Pam told Dateline that Aubrey’s mother had reported to police that she woke up early in the morning of March 9, 2019 and saw Aubrey leave the house. Aubrey told his family, including his brother in the living room, that he was meeting a friend.

When she went home or didn’t answer the phone to her cell, her family was worried and reported missing.

And when Pam heard that his niece was missing, he was worried because Aubrey was dependent on the drug and had left his drug and wallet behind. She added that the area is rural and the place Aubrey would have been to is not within walking distance.

Pam said she and Christians were also worried because they were afraid that Aubrey, a transgender woman in the process of transsexuals, could be a victim of hate crimes. Pam told Dateline that his niece had a hard time talking to friends and family in high school.

“There were people who mocked her and called her a transphobic slur,” Pam said. “But she remained loyal to herself, and she never wanted revenge. Instead, she would pray for them.”

Known by his loved one as “Shorty,” Aubrey returned from surgery in New Mexico in the summer before she disappeared. Pam said his niece called himself Two Spirit. I actually called her Shorty, so I’ll add a Native American term for people with a mixture of male and female spirits.

“She was looking up who she was,” Pam said. “That person was Aubrey.”

The disappearance report was filed with the Sheriff’s Office in Delaware County on March 11, but Pam said he had a hard time getting help from the authorities.

“No one seemed to care,” she said, adding that authorities felt she blamed Aubrey’s “high-risk lifestyle” for her disappearance.

Two years after Aubrey disappeared, her family found national support from an indigenous group who joined them to raise awareness of Aubrey’s case. They searched over and over again with the help of MMIWUSA.

“MMIWUSA was astounding,” Pam said. “These are really assets for families who experience this kind of thing.

On March 23, 2019, Pam said the team searched near their parents’ home and found bloody socks about 0.5 miles away.

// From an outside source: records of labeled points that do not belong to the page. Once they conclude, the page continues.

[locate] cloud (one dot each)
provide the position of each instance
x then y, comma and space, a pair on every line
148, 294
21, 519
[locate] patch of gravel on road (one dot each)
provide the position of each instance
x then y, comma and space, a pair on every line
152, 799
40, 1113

She added that the sheriff’s office submitted it to the Oklahoma State Department’s investigation, but said they had never received definitive results.

The Delaware County Sheriff’s Office confirmed that the Aubrey case was first investigated by their agency, but referred all questions to the FBI, but the FBI has not yet responded to the dateline. ..

More than two years after Aubrey’s disappearance, her family hasn’t given up looking for an answer, and looking for Aubrey.They created a Facebook page called Missing-Aubrey Dameron from Globe, Oklahoma, Dedicated to finding her.

Through social media, they received support and support from the Crossroads K9 SAR in Louisiana to help them search with specially trained dogs. However, the November 2019 search did not find anything.

“Natively missing is risky, and transgender missing is risky,” Pam said. “And Aubrey was both.”

Aubrey’s last Facebook post on February 25, 2019 shows the sign that “you are not important enough to be kind to others.”

“And that was Aubrey’s feeling,” Pam said. “She was always there to help those in need, and she was there because of their voice.”

Aubrey’s family wants to raise awareness of the Aubrey incident and others across the country.

“She was a voice for those who needed it,” Pam told Dateline. “Now we are her voice, and now it’s not time to silence.”

Aubrey is described as 5 feet 10 inches and weighs about 150 pounds. She has two tattoos. It has the Triquetra symbol on its back and the word “Shorty” on its upper left arm.

Her DNA profile can be found in the database at OSBI, the National Crime Information Center, and the National Missing Persons System.